Now, much of this improvement can be translated to work with our governments. The U.S. government can help by giving us enough flexibility and Under Secretary of Defense Paul Kaminski is helping so that we can empower our people to make changes in the production lines where we make government products.

For example, we used kai zen on part of the F-22, the new generation fighter in the U.S. Air Force for which we make the engine. We decided to have the kai zen event before we actually made the engine, because it is easier to change things then. In particular, we looked at the engine's externals with people from Boeing and Lockheed, the two air frame partners; the U.S. Air Force; some Pratt engineers; and several master sergeant mechanics who would actually work on the engine. We sat everyone down with the externals and asked, "Well, what are the problems " Reasonably enough, the mechanics said, "It seems that we need too many wrenches and sockets 14 wrenches and 28 sockets to work on the externals of these engines." So we changed the size of some of the nuts; we did not let our engineers decide the size, but we let the mechanics do it. And now we are down to four wrenches and five sockets. We no longer have lock wires, and we have flexible hoses for plumbing. We also made the replaceable line units one deep, so they are much easier to get at. Now the replacement time for any of these lines on the externals is only 18 minutes. Kai zen is about listening to people, to the employee, to the customer, and making improvements when they are easy and inexpensive.


As we discuss how business can help maintain a strong defense industrial base, let us remember that kai zen can be used around the world, not just with U.S. products. In fact, we have already used it at our joint venture factory, which is located just outside Prague. Kai zen events there have been very productive, and we think they have helped to make this factory one of the lowest cost, most efficient propeller factories in the world today.

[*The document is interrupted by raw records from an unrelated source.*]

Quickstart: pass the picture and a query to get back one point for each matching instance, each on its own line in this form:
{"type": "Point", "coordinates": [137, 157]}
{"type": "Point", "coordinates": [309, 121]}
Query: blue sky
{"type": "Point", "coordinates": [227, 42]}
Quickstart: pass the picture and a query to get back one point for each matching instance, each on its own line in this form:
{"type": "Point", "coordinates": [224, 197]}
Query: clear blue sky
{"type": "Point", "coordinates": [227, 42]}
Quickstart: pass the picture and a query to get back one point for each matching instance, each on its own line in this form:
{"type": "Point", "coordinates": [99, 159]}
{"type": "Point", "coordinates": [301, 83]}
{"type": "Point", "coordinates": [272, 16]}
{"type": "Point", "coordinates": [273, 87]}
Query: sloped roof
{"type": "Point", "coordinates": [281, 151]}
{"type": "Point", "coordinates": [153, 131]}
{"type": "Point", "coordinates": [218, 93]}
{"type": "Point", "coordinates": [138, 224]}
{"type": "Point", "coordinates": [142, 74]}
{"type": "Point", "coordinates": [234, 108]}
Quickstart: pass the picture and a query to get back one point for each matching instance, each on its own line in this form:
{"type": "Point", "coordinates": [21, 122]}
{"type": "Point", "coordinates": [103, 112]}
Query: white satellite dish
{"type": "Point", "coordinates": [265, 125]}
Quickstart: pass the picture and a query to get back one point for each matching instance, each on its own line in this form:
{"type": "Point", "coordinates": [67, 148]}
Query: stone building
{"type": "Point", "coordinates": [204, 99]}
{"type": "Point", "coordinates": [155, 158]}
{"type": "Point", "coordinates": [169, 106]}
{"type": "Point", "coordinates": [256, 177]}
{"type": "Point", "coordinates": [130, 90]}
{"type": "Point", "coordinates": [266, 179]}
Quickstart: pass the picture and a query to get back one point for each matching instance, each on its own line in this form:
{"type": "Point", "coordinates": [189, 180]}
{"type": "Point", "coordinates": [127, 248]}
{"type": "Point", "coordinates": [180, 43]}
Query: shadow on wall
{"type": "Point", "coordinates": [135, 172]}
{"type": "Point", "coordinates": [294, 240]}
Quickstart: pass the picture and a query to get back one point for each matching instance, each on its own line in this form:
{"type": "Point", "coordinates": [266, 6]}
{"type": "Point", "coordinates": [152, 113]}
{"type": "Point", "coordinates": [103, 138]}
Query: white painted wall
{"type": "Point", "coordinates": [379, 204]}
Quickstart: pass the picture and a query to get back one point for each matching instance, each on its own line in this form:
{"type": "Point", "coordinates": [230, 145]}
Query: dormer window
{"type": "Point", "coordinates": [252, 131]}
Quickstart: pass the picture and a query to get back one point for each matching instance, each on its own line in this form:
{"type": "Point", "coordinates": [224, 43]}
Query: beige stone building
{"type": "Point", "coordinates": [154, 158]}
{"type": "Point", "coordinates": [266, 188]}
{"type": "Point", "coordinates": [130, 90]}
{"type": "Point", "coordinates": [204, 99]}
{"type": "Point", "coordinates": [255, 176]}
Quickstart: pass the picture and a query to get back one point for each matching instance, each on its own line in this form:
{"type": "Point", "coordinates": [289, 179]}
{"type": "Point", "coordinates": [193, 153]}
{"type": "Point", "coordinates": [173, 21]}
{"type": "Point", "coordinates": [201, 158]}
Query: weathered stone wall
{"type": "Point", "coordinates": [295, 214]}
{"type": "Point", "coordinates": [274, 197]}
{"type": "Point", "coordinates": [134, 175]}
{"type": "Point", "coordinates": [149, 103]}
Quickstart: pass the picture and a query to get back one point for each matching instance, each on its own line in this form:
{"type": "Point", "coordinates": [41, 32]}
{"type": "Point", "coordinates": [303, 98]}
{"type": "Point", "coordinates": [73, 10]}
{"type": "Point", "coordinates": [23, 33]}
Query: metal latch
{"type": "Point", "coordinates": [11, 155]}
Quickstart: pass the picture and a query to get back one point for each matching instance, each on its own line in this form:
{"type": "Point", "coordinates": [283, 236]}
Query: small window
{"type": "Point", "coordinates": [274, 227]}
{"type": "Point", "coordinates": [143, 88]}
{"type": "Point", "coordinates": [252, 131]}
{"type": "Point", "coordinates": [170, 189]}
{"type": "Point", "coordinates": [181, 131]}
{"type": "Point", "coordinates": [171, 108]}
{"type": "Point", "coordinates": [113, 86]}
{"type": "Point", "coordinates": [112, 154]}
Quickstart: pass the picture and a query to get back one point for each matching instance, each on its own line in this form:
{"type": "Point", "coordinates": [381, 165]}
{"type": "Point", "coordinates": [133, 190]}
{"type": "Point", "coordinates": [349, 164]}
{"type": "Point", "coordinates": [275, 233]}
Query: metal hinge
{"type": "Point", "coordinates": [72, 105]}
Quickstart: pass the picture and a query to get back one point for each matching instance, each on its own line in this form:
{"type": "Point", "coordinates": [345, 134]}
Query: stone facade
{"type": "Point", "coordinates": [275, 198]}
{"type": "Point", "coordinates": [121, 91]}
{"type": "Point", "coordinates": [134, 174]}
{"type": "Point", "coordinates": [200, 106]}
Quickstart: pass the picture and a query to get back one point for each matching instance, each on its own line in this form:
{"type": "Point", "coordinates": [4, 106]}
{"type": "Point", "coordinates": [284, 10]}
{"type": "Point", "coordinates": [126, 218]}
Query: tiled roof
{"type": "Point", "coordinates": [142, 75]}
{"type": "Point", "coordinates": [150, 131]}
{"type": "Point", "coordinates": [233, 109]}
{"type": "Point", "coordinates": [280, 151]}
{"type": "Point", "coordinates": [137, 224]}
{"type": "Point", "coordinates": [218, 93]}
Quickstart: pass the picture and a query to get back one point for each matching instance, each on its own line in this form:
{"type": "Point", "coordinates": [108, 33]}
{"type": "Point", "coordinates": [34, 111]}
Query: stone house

In Poland, we are also taking part in a joint venture in which we make parts for some of our turbo prop engines. Those parts travel all over the world. Some go on to Montreal, where they're placed in PT-6s. Then those PT-6s get placed in a container and end up in China, where they're placed in Y-12s. So Poland and Central Europe are working within the global economy. And with ISO 9000 certification and additional joint ventures we will continue to have such cross country acquisition. While there may be some short term issues with Europe and the Eastern European Union, we should be able to send a lot of Central European products to Asia, and that is a very good market indeed.